どんな妙案を思いついたとしても自転車操業的な国家維持は
避けられないでしょうね。
それにしても北朝鮮国民は本当に哀れです。
タイトルの意味。
うさぎ追いしじゃなく、うさぎ美味しなんでしょうか・・・。
動物は小さいほど体温が高く、体積に比して多量の食べ物を要するそうです。しかし同時に寿命も短いのでトータルすると、どっちが損が少ないか、判りませんが…(どなたか計算してみてくれません?)。
でも、うさぎは牛や豚・羊に比べて、非効率的かもしれませんね。私の見た感じでは、豚が一番効率的のようですが(人間の残飯や糞を食べてくれるし)。

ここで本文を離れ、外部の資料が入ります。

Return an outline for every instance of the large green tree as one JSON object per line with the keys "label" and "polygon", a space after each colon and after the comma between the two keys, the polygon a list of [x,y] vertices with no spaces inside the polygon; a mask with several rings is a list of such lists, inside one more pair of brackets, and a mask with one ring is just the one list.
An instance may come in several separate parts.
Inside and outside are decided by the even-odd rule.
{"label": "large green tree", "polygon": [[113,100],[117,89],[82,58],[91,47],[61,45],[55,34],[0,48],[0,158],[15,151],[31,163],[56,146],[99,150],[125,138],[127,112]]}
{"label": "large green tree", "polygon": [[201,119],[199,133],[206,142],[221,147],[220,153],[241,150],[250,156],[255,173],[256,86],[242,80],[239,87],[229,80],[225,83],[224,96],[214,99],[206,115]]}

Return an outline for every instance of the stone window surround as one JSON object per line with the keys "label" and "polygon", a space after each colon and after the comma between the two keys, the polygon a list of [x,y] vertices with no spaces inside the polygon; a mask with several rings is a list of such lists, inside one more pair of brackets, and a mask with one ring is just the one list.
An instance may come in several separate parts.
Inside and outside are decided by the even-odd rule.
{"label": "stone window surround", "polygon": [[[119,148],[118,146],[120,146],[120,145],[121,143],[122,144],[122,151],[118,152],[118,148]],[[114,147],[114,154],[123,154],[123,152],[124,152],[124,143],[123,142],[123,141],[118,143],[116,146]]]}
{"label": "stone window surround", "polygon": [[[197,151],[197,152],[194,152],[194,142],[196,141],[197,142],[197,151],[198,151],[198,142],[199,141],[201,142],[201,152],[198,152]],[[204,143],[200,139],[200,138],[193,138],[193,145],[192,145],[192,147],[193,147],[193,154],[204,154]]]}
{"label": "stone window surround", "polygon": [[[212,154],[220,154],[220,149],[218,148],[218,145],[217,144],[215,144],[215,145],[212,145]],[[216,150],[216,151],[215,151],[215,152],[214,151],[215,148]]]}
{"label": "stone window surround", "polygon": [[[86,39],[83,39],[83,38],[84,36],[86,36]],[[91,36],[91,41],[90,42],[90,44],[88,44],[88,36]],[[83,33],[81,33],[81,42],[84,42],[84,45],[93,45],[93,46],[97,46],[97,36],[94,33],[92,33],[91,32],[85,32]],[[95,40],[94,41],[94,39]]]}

古くからの文化的生活基盤をもたない朝鮮人らしい決断です。
農業も難しいですが畜産もかなり難しいですよ?
現在12匹羽ですか、将軍様の試食で何羽へるやら。。。
北の知識が世界から酷く遅れている話しがジェンキンス氏の著書「告白」に書いてありました。ジェンキンスが丈夫な壁を作る為にレンガを互い違いに積んでいたら傍で見ていた北の住民が「大発明だ!!」と感心したそうです。北ではレンガを、ただ縦に積み上げて壁を作り、それを連結させるそうです。ジェンキンス氏もあまりの知識の無さに呆れていました。
昔読んだ本
タイトルも著者も忘れましたが、子供の頃に読んだ本を思い出しました。
動物好きな主人公は、兄弟と一緒に色んな動物を飼うのですが、ついでに
それを繁殖させて売って小遣い稼ぎも目論みます。しかし所詮子供の浅知恵
で、いつも散々な目に遭います。巻き毛のモルモットを飼った時もそうでした。
近所のペットショップで高値で売られていた巻き毛のモルモット。これを自宅で
飼って繁殖させ、売って小遣いを稼ごうと企みますが、モルモットなんてそんなに
簡単に売れるものではありません。
しかもモルモットはねずみ算式に増えます。
最初はどんどん増えるモルモットに喜んでいた主人公たちも、やがてモルモット
の餌を確保するの苦労します。餌を金で買う余裕がない彼らは、近所の河原で
雑草を刈り、それをモルモットの餌にします。
夏は、雑草も豊富に生い茂り、それほど苦労はしなかったのですが、冬になる
と雑草といえども、その多くは枯れ果てます。
主人公たちは真冬の河原に出て、寒さに震えながら地べたにへばりつく草を
刈ります。寒さと冷たさに苛まれながら必死で刈り取ってきた草は、大量の
モルモットたちにあっと言う間に食べ尽くされます。彼らが毎日刈るので、だんだん
草の生えている場所も減り、草を刈る範囲をどんどん広げないと必要な量を
確保することが出来ません。
これが冬の間中、毎日続くのです。
確か、最後には、主人公たちはギブアップして、モルモットをペットショップに
タダで引き取ってもらったんじゃなかったかなあ・・・。
>北ではレンガを、ただ縦に積み上げて壁を作り、それを連結させるそうです。
我々が互い違いに積むのは別に「その方が強いという事前の知識」によるものではなく、レンガが互いに拘束しあう様に積んだ方が強そうだという、子供でも出来る洞察によるものではないでしょうか。僕も幼児の頃、積み木をその様に積んでましたし。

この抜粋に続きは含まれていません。